The Shards, la nuova serie di Ryan Murphy

The Shards stagione 1, la recensione

Oggi la prima stagione di The Shards è arrivata al suo finale: ecco che cosa ci è piaciuto e cosa non ci è piaciuto dell’ultima serie di Ryan Murphy.

Nel primo nostro commento a The Shards – e, più precisamente, alle prime due puntate della prima stagione – lo avevamo detto: la serie è un distillato di tutto ciò che Ryan Murphy ama e che i suoi fan amano in lui.
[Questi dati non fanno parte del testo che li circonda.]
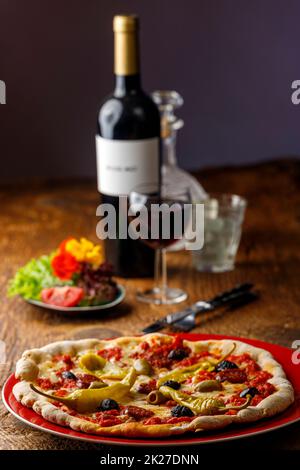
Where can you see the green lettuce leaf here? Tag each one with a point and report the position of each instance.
(33, 277)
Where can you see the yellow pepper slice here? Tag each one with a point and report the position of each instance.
(182, 374)
(88, 400)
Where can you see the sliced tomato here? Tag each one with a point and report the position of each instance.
(64, 296)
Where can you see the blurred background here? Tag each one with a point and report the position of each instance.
(233, 61)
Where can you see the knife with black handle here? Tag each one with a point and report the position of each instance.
(200, 306)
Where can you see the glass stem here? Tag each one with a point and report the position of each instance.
(161, 271)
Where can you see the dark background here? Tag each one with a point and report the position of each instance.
(233, 61)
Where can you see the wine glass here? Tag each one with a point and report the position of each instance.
(159, 218)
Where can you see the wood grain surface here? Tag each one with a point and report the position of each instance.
(35, 217)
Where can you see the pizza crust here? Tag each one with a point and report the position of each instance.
(27, 370)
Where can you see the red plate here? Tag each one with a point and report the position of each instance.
(291, 415)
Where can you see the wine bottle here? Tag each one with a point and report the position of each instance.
(127, 145)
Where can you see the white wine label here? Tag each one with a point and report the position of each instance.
(124, 164)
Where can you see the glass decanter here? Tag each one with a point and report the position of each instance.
(167, 101)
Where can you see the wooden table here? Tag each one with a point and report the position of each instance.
(35, 217)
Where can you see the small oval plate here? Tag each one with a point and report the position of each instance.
(88, 308)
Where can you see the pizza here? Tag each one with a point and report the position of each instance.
(151, 386)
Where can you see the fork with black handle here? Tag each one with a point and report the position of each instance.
(200, 306)
(232, 302)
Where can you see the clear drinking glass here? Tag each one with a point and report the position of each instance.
(154, 225)
(223, 218)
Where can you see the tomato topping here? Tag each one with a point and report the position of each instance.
(110, 422)
(158, 353)
(236, 400)
(111, 353)
(171, 403)
(266, 389)
(137, 412)
(65, 296)
(147, 387)
(180, 419)
(144, 345)
(204, 375)
(260, 378)
(153, 420)
(66, 358)
(189, 361)
(45, 384)
(61, 393)
(234, 376)
(256, 400)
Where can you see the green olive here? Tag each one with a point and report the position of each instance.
(208, 386)
(142, 367)
(91, 361)
(156, 398)
(97, 384)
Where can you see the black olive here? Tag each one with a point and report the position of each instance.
(223, 365)
(179, 410)
(172, 384)
(177, 354)
(108, 404)
(68, 375)
(252, 391)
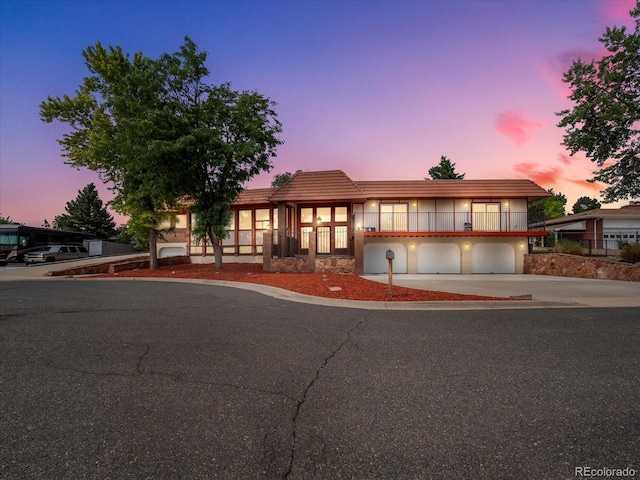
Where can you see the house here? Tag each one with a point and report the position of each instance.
(600, 230)
(325, 221)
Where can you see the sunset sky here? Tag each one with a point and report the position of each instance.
(378, 89)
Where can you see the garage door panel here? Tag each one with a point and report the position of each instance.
(493, 258)
(375, 259)
(439, 258)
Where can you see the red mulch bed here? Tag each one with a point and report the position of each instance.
(317, 284)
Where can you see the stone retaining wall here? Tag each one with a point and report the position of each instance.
(341, 265)
(563, 265)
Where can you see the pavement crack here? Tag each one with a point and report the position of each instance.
(142, 357)
(294, 423)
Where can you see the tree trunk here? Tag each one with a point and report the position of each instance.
(153, 250)
(217, 249)
(217, 252)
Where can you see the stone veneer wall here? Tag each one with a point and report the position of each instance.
(342, 265)
(563, 265)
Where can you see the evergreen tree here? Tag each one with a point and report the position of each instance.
(585, 203)
(87, 214)
(445, 170)
(281, 178)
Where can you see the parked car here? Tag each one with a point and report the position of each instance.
(56, 253)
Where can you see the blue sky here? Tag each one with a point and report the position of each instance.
(379, 89)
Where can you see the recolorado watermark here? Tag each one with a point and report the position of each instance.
(604, 472)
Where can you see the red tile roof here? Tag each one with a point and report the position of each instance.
(331, 185)
(255, 196)
(626, 211)
(518, 188)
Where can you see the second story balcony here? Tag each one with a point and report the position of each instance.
(441, 222)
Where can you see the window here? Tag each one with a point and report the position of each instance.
(262, 219)
(340, 214)
(486, 217)
(244, 220)
(323, 214)
(393, 217)
(306, 215)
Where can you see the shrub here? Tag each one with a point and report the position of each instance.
(569, 246)
(631, 252)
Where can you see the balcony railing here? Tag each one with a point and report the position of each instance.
(441, 222)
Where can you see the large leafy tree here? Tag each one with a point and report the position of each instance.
(604, 122)
(125, 127)
(548, 207)
(585, 203)
(228, 138)
(280, 179)
(445, 170)
(87, 214)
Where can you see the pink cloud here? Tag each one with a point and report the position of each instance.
(514, 126)
(545, 178)
(564, 158)
(596, 187)
(616, 10)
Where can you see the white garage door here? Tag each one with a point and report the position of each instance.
(375, 258)
(493, 258)
(439, 258)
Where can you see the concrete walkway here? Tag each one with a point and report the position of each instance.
(545, 291)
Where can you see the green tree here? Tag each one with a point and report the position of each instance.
(281, 178)
(604, 121)
(124, 127)
(87, 214)
(548, 207)
(228, 138)
(585, 203)
(445, 170)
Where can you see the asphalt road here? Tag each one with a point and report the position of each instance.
(133, 379)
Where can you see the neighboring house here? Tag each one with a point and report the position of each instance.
(600, 230)
(432, 226)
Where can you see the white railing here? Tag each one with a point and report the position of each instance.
(441, 222)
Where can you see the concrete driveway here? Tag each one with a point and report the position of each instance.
(544, 290)
(573, 291)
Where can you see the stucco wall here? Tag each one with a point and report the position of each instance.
(563, 265)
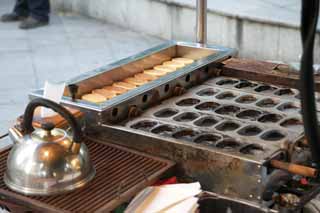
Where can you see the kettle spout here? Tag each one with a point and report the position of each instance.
(15, 135)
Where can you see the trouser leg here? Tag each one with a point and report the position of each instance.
(21, 8)
(39, 9)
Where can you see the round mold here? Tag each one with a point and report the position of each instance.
(250, 131)
(207, 106)
(206, 121)
(273, 135)
(186, 117)
(188, 102)
(249, 114)
(228, 110)
(227, 126)
(166, 113)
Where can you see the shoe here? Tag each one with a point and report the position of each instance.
(31, 23)
(11, 17)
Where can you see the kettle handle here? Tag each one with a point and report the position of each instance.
(29, 112)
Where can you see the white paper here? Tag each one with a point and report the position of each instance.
(166, 198)
(53, 92)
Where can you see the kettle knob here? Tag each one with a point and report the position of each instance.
(48, 126)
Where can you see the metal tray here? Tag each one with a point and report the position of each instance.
(117, 108)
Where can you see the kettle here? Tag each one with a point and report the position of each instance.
(47, 160)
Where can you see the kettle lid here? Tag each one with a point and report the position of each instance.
(48, 133)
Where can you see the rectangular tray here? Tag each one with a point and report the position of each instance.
(117, 108)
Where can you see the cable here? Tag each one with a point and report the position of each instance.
(3, 136)
(309, 19)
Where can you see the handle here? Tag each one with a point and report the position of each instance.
(29, 112)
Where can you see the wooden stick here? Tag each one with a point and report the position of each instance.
(295, 169)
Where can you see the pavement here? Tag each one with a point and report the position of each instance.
(69, 46)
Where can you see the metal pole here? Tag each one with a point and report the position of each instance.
(202, 21)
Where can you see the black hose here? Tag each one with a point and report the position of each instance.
(309, 19)
(3, 136)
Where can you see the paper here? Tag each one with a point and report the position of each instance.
(166, 198)
(53, 92)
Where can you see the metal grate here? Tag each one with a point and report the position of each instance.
(120, 174)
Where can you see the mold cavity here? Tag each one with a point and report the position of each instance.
(246, 99)
(144, 125)
(228, 110)
(163, 129)
(228, 144)
(293, 123)
(144, 98)
(226, 96)
(286, 92)
(228, 126)
(207, 92)
(186, 117)
(249, 114)
(227, 82)
(288, 107)
(264, 88)
(206, 122)
(273, 135)
(208, 139)
(270, 118)
(166, 88)
(208, 106)
(252, 149)
(245, 84)
(166, 113)
(188, 77)
(114, 112)
(249, 131)
(188, 102)
(268, 102)
(186, 134)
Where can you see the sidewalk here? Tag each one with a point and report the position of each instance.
(70, 45)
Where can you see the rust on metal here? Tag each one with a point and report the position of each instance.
(295, 169)
(263, 71)
(116, 167)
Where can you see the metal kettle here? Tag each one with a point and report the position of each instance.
(47, 161)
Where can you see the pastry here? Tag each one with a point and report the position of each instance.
(144, 76)
(106, 93)
(135, 81)
(183, 60)
(163, 68)
(174, 64)
(155, 73)
(94, 98)
(124, 85)
(116, 90)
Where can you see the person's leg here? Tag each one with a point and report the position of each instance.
(38, 14)
(39, 9)
(21, 8)
(20, 12)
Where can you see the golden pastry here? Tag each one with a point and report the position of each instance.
(183, 60)
(135, 81)
(163, 68)
(144, 76)
(95, 98)
(105, 93)
(124, 85)
(174, 64)
(116, 90)
(156, 73)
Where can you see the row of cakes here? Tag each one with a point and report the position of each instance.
(105, 93)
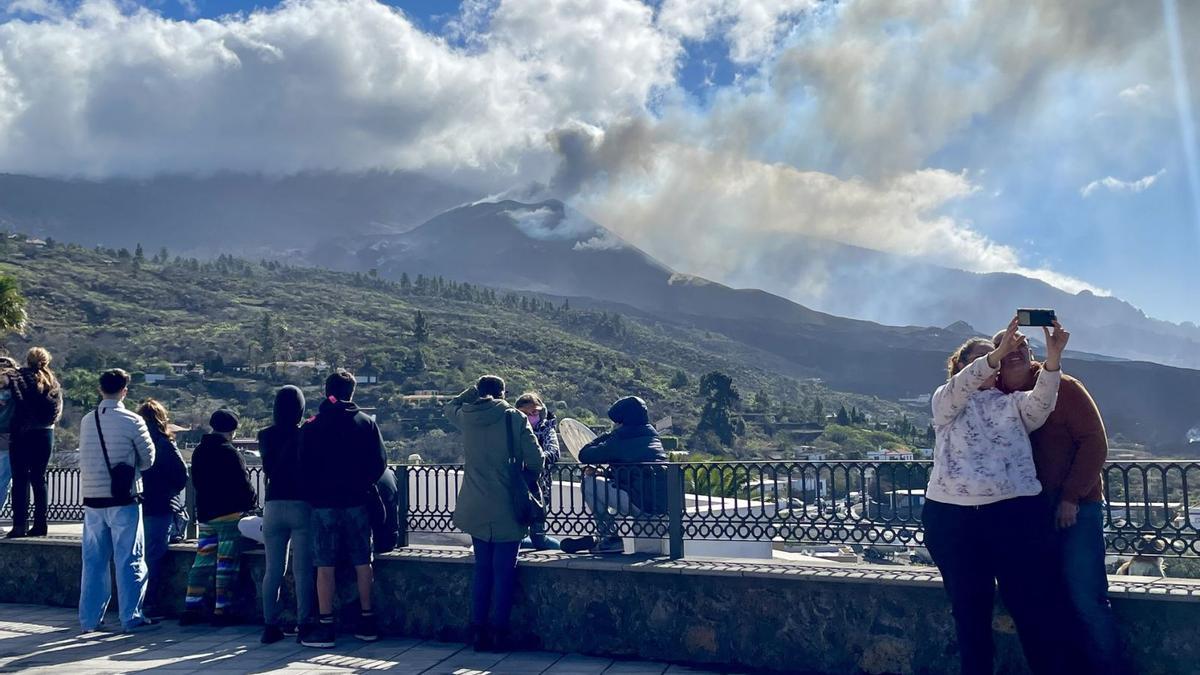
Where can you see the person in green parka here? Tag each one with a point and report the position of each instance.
(485, 501)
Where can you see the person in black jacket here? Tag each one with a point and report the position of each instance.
(162, 497)
(31, 441)
(341, 458)
(631, 485)
(222, 494)
(287, 517)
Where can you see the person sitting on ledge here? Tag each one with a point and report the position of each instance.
(223, 494)
(629, 488)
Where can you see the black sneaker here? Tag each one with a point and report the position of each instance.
(577, 544)
(271, 634)
(481, 638)
(367, 629)
(319, 635)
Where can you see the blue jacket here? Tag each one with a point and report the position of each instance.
(634, 444)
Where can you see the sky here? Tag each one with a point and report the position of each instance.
(1054, 139)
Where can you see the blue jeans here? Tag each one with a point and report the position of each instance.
(5, 475)
(1081, 549)
(496, 580)
(114, 535)
(157, 539)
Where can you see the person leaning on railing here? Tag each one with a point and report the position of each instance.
(492, 430)
(628, 488)
(984, 517)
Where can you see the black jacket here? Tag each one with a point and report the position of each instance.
(280, 447)
(219, 475)
(341, 457)
(163, 483)
(646, 485)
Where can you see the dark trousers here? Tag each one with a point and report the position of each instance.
(1009, 543)
(29, 455)
(1081, 551)
(495, 584)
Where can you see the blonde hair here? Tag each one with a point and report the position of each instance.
(531, 399)
(958, 358)
(155, 414)
(37, 359)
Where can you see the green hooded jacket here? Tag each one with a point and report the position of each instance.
(485, 500)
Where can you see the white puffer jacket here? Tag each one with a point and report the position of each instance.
(983, 453)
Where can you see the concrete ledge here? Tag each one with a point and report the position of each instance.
(762, 616)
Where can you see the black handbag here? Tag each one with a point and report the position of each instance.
(121, 476)
(526, 502)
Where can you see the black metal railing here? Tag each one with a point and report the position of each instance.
(1150, 506)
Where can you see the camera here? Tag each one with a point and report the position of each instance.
(1035, 317)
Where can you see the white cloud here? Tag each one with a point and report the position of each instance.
(718, 211)
(334, 84)
(751, 27)
(1117, 185)
(1135, 94)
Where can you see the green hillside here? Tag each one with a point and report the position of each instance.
(143, 311)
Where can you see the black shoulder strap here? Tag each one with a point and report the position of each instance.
(513, 446)
(102, 444)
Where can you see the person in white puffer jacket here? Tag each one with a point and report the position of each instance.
(984, 518)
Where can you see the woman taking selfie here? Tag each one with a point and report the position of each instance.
(983, 515)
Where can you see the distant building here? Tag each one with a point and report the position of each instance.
(889, 455)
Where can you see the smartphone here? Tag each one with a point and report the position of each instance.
(1035, 317)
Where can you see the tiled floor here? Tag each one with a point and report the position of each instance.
(41, 639)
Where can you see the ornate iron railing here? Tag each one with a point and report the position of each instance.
(1152, 507)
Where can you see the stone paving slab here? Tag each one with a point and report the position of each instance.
(39, 639)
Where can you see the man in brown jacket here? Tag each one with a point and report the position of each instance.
(1069, 452)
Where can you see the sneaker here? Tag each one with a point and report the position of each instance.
(481, 639)
(319, 635)
(271, 634)
(546, 543)
(143, 626)
(577, 544)
(610, 545)
(191, 617)
(367, 629)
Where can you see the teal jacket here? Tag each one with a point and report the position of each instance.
(485, 500)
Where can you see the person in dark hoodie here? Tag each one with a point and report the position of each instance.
(485, 506)
(287, 517)
(341, 458)
(630, 487)
(223, 494)
(543, 423)
(162, 496)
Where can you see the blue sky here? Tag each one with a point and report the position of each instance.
(964, 137)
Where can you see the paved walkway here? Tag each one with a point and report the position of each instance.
(41, 639)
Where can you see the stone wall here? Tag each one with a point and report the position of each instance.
(761, 616)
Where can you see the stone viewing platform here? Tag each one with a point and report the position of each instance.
(41, 639)
(719, 615)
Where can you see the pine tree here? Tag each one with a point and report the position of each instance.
(420, 328)
(679, 381)
(843, 416)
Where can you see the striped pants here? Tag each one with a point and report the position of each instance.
(217, 555)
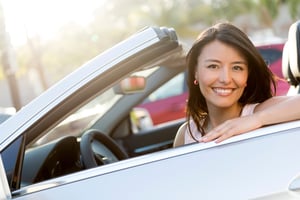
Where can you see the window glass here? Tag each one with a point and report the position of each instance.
(173, 87)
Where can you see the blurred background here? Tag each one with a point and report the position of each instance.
(41, 41)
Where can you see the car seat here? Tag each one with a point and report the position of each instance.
(290, 59)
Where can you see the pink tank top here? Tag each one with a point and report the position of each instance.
(247, 110)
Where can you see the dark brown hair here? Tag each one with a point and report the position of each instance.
(260, 83)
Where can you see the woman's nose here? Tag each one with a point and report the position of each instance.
(225, 76)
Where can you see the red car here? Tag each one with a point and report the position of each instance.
(168, 102)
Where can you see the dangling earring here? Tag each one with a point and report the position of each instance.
(196, 82)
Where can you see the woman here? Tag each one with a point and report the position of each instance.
(230, 89)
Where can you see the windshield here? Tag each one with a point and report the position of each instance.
(85, 116)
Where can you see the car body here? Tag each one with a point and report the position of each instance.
(81, 140)
(167, 103)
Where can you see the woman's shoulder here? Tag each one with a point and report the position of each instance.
(179, 138)
(248, 109)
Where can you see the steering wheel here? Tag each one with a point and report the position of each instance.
(97, 149)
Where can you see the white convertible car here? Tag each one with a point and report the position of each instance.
(81, 139)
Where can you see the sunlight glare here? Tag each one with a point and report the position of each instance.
(44, 17)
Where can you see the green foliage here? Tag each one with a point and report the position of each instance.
(116, 20)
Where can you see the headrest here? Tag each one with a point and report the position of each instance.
(294, 50)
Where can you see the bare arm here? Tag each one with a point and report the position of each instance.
(272, 111)
(179, 138)
(278, 109)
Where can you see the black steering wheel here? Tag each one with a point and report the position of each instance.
(97, 149)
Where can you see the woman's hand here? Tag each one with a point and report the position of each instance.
(232, 127)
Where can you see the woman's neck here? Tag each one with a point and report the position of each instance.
(217, 115)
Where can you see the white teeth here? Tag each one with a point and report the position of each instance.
(222, 91)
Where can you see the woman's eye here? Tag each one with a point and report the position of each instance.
(238, 68)
(212, 66)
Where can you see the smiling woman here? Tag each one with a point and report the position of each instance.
(44, 18)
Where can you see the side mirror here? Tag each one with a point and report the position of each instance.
(131, 85)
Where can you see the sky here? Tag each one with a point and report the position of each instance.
(44, 17)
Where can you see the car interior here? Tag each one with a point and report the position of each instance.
(111, 137)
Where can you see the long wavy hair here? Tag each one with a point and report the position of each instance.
(260, 83)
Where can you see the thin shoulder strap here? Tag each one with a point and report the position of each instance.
(179, 138)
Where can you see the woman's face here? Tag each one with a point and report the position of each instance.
(222, 74)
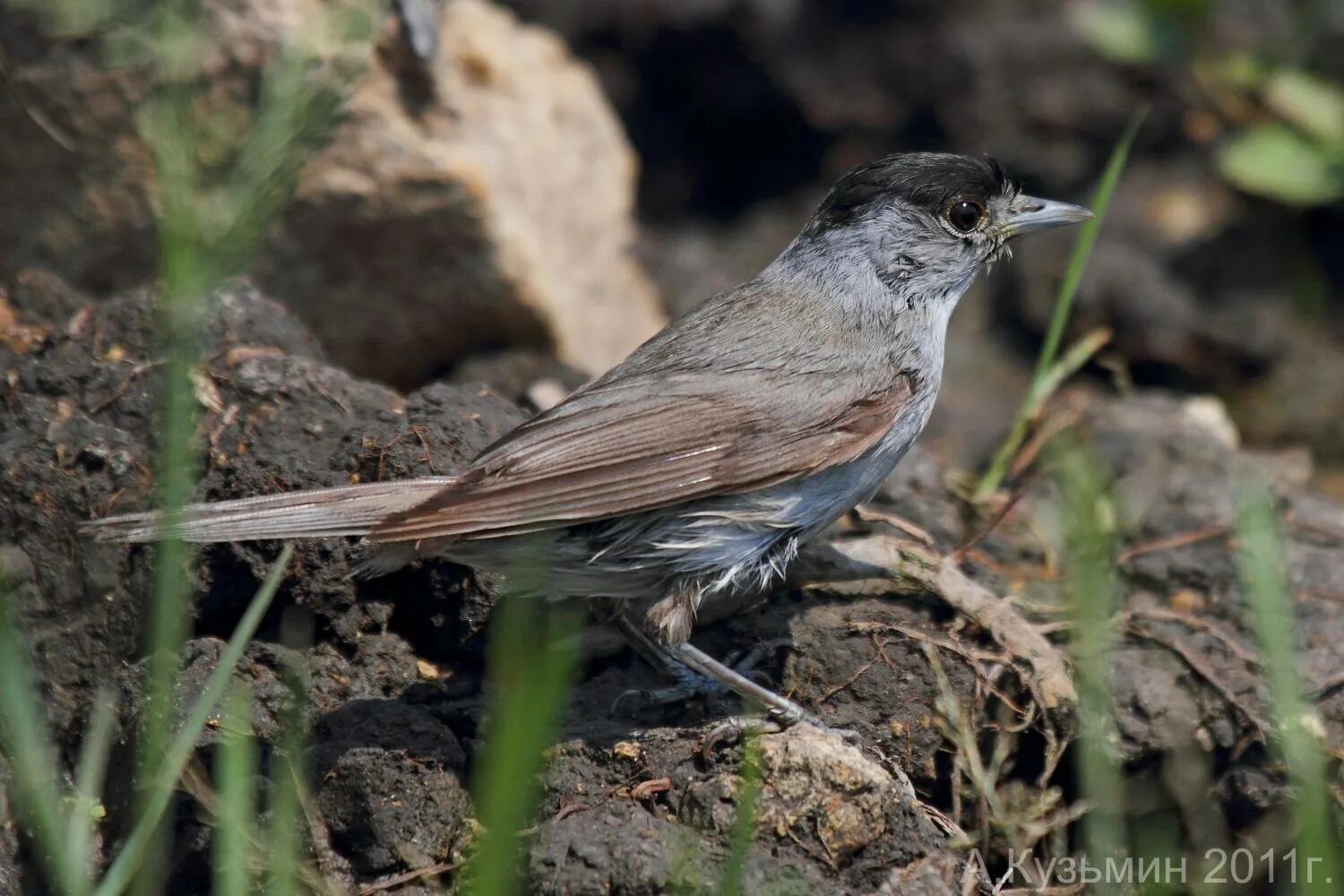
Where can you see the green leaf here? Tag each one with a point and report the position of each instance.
(1276, 161)
(1120, 31)
(1312, 104)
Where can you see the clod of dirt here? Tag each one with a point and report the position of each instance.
(11, 876)
(78, 440)
(390, 785)
(823, 793)
(623, 848)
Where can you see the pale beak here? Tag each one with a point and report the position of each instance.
(1031, 214)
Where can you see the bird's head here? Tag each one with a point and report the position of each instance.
(927, 218)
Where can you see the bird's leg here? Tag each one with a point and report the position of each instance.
(690, 681)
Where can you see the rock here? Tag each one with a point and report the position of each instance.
(489, 206)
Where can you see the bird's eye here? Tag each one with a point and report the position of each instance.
(965, 215)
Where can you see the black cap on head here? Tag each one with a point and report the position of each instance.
(925, 179)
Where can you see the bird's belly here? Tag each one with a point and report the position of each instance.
(723, 543)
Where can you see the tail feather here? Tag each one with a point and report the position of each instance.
(351, 509)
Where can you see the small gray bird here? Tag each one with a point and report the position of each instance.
(702, 461)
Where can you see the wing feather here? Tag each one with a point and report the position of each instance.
(610, 452)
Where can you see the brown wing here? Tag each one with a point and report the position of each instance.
(625, 449)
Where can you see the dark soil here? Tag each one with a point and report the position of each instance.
(392, 668)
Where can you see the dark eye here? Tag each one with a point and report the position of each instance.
(965, 215)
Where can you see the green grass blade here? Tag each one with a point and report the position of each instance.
(172, 762)
(1085, 244)
(745, 823)
(1273, 619)
(34, 761)
(236, 777)
(284, 839)
(1088, 234)
(532, 662)
(1091, 591)
(90, 774)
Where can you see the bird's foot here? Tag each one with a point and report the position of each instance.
(737, 728)
(691, 684)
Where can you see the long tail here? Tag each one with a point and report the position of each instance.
(351, 509)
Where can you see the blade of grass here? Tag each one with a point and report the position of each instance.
(32, 758)
(1273, 619)
(90, 774)
(236, 777)
(174, 759)
(532, 662)
(1037, 394)
(284, 840)
(745, 823)
(1091, 592)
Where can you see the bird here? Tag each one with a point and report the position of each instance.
(703, 461)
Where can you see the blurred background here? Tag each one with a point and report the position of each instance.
(1219, 271)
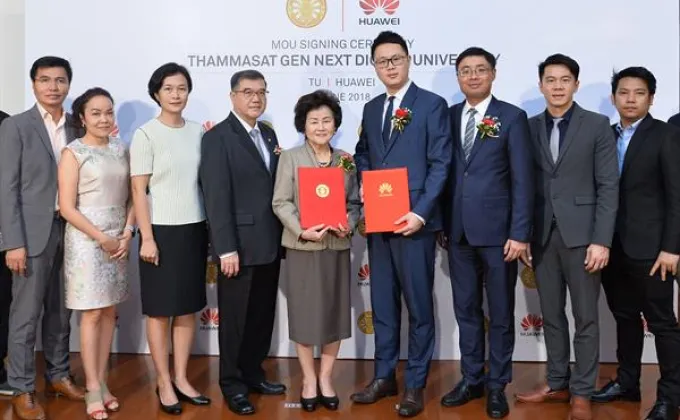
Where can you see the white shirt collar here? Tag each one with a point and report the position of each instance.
(247, 126)
(46, 115)
(480, 107)
(399, 96)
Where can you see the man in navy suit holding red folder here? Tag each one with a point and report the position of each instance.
(407, 127)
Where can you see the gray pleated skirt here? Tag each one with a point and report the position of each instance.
(318, 292)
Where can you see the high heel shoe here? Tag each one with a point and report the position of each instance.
(174, 409)
(112, 405)
(330, 403)
(200, 400)
(92, 397)
(309, 404)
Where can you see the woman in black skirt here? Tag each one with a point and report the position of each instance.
(164, 159)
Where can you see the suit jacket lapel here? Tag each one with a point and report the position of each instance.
(636, 142)
(39, 126)
(376, 114)
(245, 140)
(271, 144)
(543, 143)
(571, 134)
(494, 111)
(407, 102)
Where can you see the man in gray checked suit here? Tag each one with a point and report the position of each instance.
(576, 203)
(32, 231)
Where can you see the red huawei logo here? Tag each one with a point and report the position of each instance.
(388, 6)
(364, 272)
(210, 318)
(208, 125)
(531, 321)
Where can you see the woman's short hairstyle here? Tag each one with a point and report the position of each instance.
(313, 101)
(79, 104)
(164, 71)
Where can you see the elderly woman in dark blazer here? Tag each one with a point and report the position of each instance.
(317, 269)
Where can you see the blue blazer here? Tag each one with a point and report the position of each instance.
(490, 198)
(424, 148)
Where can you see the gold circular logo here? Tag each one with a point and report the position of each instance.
(365, 322)
(528, 278)
(211, 273)
(306, 13)
(322, 190)
(361, 227)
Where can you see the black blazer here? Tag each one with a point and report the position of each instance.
(238, 190)
(648, 220)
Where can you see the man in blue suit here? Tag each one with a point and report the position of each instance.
(403, 261)
(489, 206)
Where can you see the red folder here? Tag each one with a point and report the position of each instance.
(321, 193)
(386, 198)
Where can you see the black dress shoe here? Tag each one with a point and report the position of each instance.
(376, 390)
(309, 404)
(663, 410)
(613, 391)
(199, 400)
(329, 403)
(463, 393)
(268, 388)
(240, 405)
(497, 404)
(412, 403)
(174, 409)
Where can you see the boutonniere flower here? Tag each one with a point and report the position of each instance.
(347, 163)
(401, 118)
(489, 127)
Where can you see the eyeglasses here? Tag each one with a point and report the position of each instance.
(395, 61)
(479, 71)
(248, 93)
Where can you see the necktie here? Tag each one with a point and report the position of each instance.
(555, 139)
(259, 144)
(469, 138)
(387, 121)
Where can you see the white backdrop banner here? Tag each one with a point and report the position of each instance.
(303, 45)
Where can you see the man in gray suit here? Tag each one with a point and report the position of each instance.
(32, 231)
(5, 300)
(576, 203)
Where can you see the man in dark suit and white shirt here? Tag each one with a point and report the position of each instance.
(5, 301)
(646, 248)
(577, 184)
(239, 157)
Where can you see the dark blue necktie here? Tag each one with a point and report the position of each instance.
(387, 121)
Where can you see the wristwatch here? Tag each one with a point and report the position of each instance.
(131, 229)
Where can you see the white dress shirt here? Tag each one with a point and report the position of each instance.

Infatti, The Shards è, innanzitutto, una serie LGBTQ+: nei personaggi, negli intrighi, nell’autobiografismo dell’autore del romanzo dal quale è stata tratta, vale a dire Bret Easton Ellis, che ne è anche il protagonista diciassettenne.

Poi è una serie sfacciatamente sexy, nella quale abbonda l’equazione eros-thanatos. E dove non si fanno sconti agli stomaci deboli, tra cadaveri sezionati, innesti creativi, animali morti e altre amenità.

Per tutti questi motivi e per alcuni altri ci è piaciuta, malgrado ci siano alcuni punti deboli che andremo analizzare. Ma andiamo per ordine.

The Shards, perché ci è piaciuta

Il cast è indubbiamente una delle attrattive maggiori di questa serie: tra nuove promesse/proposte del cinema hollywoodiano, come il protagonista Igby Rigney, che in precedenza era stato arruolato da Mike Flanagan per le miniserie Netflix Midnight Mass (2021) e La caduta della casa degli Usher (2023), a attori già riconosciuti e affermati come Wes Bentley (reso celebre da American Beauty, molto sottovalutato in questi anni).

Veniamo, poi, ai “belli” della storia, vale a dire Susan Reynolds, interpretata in modo convincente da una modellosa Kaia Gerber (sebbene meno “sessuale” della Susan del romanzo), riunita al fratellastro (nella vita vera) Homer Gere (sì, figlio di quel Gere lì), nei panni dell’inquietante e seducente Robert Mallory. Tra i due l’angelico e virile Thom Wright, impersonato da Graham Campbell, e la sexy (ma eterna seconda dopo Susan) Debbie Schaffer, che ha l’aspetto di Hayes Warner.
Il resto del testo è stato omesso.